Ellen: You’ve been working over the past few years on a biography of the poet Larry Eigner [1927-1996, author of over 75 books and broadsides]. How's it going? What have been a few of the biggest discoveries you've made in your research and what are a few of the biggest questions you want to answer?
Jennifer: In the years working on the biography, I have had many exciting moments. I found an old documentary on Eigner circa 1970 that has long been out of circulation. To my knowledge, I have the only copy. One thing that is interesting about the film is that the filmmaker, Leonard Henny, decided (of all people) to have Allen Ginsberg read Eigner’s poems. This created a situation where the über voice was displacing the impaired voice. What is also interesting is that no one, including the Ginsberg foundation, knows about the film, although I guess they do now!
I’ve also been looking through a bunch of archival information and books about how children with cerebral palsy, like Eigner, were treated medically from 1920-1940. I discovered a book called Children Handicapped by Cerebral Palsy. It is based on studies at Boston Children’s Hospital at the same time Eigner was getting treatment there. There is a small chance that Eigner was included in this study, although this is one of the threads I followed that came to a dead end.
Through reading over 40 years of Eigner's letters with the poet Cid Corman, I have an insider’s view to his personality. He could be very supportive, but at times overbearing and gossipy. I also discovered that Cid Corman attended high school and formed his radio program with Nat Hentoff [American historian and music reviewer for The Wall Street Journal]! That was a surprise.

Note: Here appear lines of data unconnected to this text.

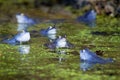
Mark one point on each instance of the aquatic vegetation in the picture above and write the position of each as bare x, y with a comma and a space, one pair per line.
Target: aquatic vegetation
42, 63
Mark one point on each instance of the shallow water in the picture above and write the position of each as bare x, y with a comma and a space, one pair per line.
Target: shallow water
40, 63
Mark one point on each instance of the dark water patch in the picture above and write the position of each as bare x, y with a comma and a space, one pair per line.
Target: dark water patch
103, 33
34, 33
20, 77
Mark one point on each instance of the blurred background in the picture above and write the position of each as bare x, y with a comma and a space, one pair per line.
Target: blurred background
57, 8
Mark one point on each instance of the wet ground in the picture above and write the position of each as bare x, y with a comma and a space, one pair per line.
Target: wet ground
39, 63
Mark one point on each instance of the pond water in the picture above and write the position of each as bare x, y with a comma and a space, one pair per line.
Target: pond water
33, 61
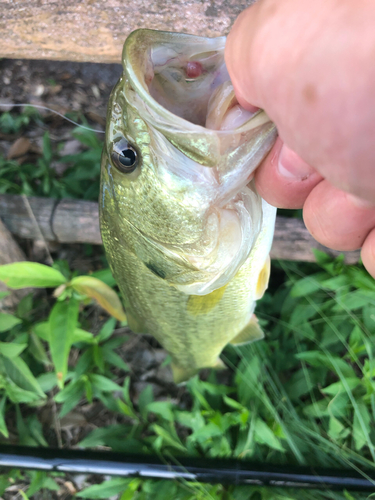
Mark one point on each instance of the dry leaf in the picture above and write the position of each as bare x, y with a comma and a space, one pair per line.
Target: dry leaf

The biggest question I want to answer (just offhand) is how Eigner’s work fit into the climate of New American Poetry and what links were formed between him and the other writers of the time.
Ellen: Tell me about how you discovered Larry Eigner's work and what it meant to you.
Jennifer: I honestly can’t remember the first time I encountered Eigner’s work. My father is a poet, critic and was an English professor for a long time, and he must have told me about the work. In my late thirties, largely through Lisa Jarnot, I became interested in Robert Duncan, and through him, Black Mountain Poetry. Since Eigner was somewhat in that circle, largely through correspondence, my eye gravitated to him.
What Larry Eigner’s work means to me is more than just his poetry. It is extended into a way of living and an appreciation for him as a “person of letters.” Of course, cerebral palsy (mine mild, his severe) exists as a commonality between us, and it is interesting to see where my experience intersects and diverges from his socially. Yet, the real connection is in the way he related to art, reading and letter writing. Because he was somewhat “housebound” (a term I hate) he copiously used literature and correspondence as a way of engaging the world. This is something that attracts me. To get inside the mind of a person who had this kind of existence interests me.
Ellen: Could you talk about that term, "housebound," a bit?
Jennifer: Well, I put "housebound" in quotes for lack of a better word. It is the name for “people like” Eigner at the time, and continues to be used to some extent.
"Housebound" may have been originally meant to be a descriptive word for the living conditions of people with severe disabilities. The term, however, is somewhat exaggerated when other poets refer to Eigner’s life, because he actually did go out quite a bit for a person who would have been impaired by the pre-ADA (Americans with Disabilities Act) environment; his family took him to Gloucester and on regular trips to Boston. He attended school for the sixth through eighth grades, and later, took many trips to visit his brothers in St. Louis and San Francisco. However, as Denise Levertov noted in a letter to Robert Duncan:
There are many, many places they just can’t get his wheelchair into, and other places where the excitement it wd. be to him forbids him going as it wd. be bad for him & a disturbance for others — for instance, he has seen few stage presentations & even fewer movies (except on television) because the fire laws forbid wheelchairs in the aisle & and if he were lifted into a regular seat he’d go into uncontrollable spasms.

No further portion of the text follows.